Nov. 6 (UPI) -- The thousands of migrants making their way from Central America to the United States can stay and find "good work" in the Mexican state of Coahuila, one state official said.
The caravan of migrants is headed for the United States, where administration officials say they will not be allowed entry.
Roman Alberto Cepeda, secretary of labor in Coahuila, encouraged the migrants to take jobs in the Mexican state.
"There is work, and good work. We want to incorporate people to the local Coahuila labor market because there is space, and not little, but a lot," he said in a report by Vanguardia.
Mexican authorities, however, would first need to make criminal background checks and grant the refugees migrant status.
Coahuila is the third-largest state in Mexico, with a very diversified economy where manufacturing and commerce account for half of the state's gross domestic product. Agriculture is also very important in Coahuila, which is the country's leading producer of sorghum and cantaloupes. It's located in northern Mexico and shares a border with Texas.
Cepeda said migrants in the caravan can help alleviate a shortage of labor in Coahuila, where companies recently offered 6,000 positions but hired just 10 percent of what they wanted.
The migrants could also help assure that farm labor hired meets minimum age requirements, Cepeda added. He said that's an issue in Coahuila, as many Mexican minors present fake documents that show they meet minimum age requirements.

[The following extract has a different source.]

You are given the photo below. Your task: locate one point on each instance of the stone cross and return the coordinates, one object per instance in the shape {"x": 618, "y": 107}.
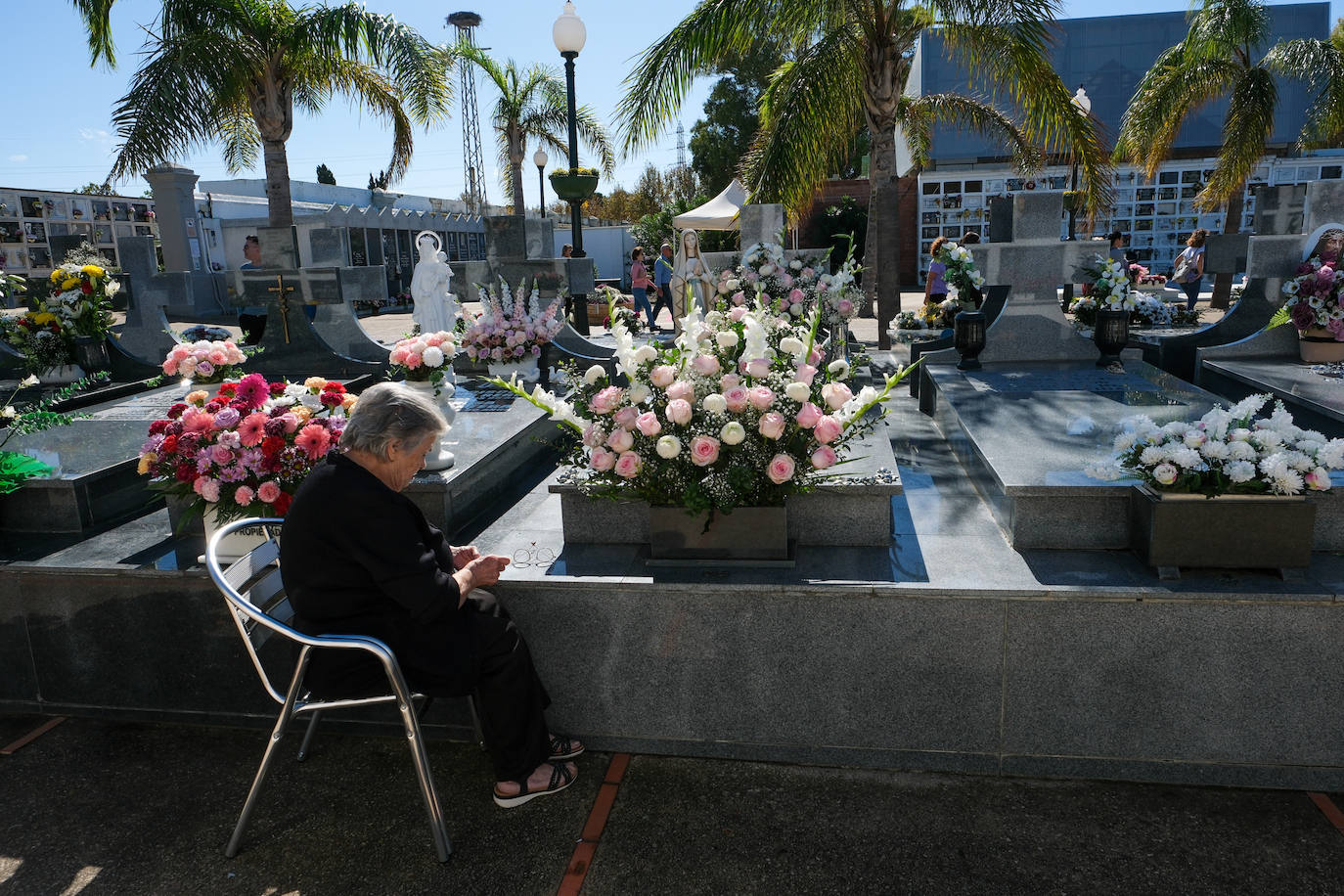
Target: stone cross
{"x": 1031, "y": 327}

The first caravan with thousands of Central American migrants has already crossed much of Mexico. A second group of about 1,500 trails behind. Many are from Honduras.
Mexican cities and church organizations have offered centers where migrants can sleep or eat, but officials say the large number of refugees is creating difficulties.
Hondurans in the caravan recently voted to reject an offer by Mexican President Enrique Pena Nieto for work and asylum, because Pena Nieto will soon be replaced by President-elect Andres Manuel Lopez Obrador, El Universal reported.
The migrants continued north with intentions of having some dialogue with the incoming Mexican government. At least some of the migrants say they're open to the idea of staying in the country if jobs are viable, the newspaper added.
U.S. President Donald Trump has consistently said the caravan represents an "invasion" and a threat.
About 4,000 U.S. troops were dispatched to the border last weekend, and Trump said eventually 15,000 could be deployed.